You get referral to the regulatory body (which may lead to suspension or dismissal) if someone took an unacceptable risk and there are no mitigating circumstances.

The point of NHS.Net email is that it is secure. A staff member should be able to open email without causing havoc.


Why would you fire someone for opening an attachment?


Cyber security is everyone's responsibility. In the US at least, hospitals and their staff are held responsible for the proper care and handling of patient health data. In my opinion a hospital administrator should definitely be held accountable for poor computer practices that led to patient data being compromised.


The rational response in such a system if you mess up is to not tell anybody, wait, and hope the problem gets bad enough that it's not obvious where it started.


Accountability after an event does little to prevent future events.

There's a lot of focus on human factors in the NHS, and that tends to avoid things like blame.

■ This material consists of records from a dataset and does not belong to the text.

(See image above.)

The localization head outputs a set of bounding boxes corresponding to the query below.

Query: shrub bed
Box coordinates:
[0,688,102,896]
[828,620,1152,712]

that's a good question, but it's totally independent of the expectation that if it was some low-level nobody who did it then their ass'd be fired.


Opening an attachment can't do anything more than you could do intentionally. If some low-level nobody really has the ability to bring down the NHS systems (no matter if it's done by accident or with malicious intent), then I can point to a long list of managers and security officers in NHS that definitely need to be fired for allowing a system where this is possible.


They probably wouldn't. I'm sure anybody who's been a sysadmin has seen this happen.


An organization's security shouldn't be solely focused on breach prevention and placing the blame on someone for clicking on an email. Given enough time, a motivated, sophisticated adversary _will_ get in. Rather, the focus should move to detection and response: knowing where you've been pwned and knowing what to do about it


Spanish CERT has announced it's a worm that's exploiting the EternalBlue NSA exploit (in SMB/Windows file sharing).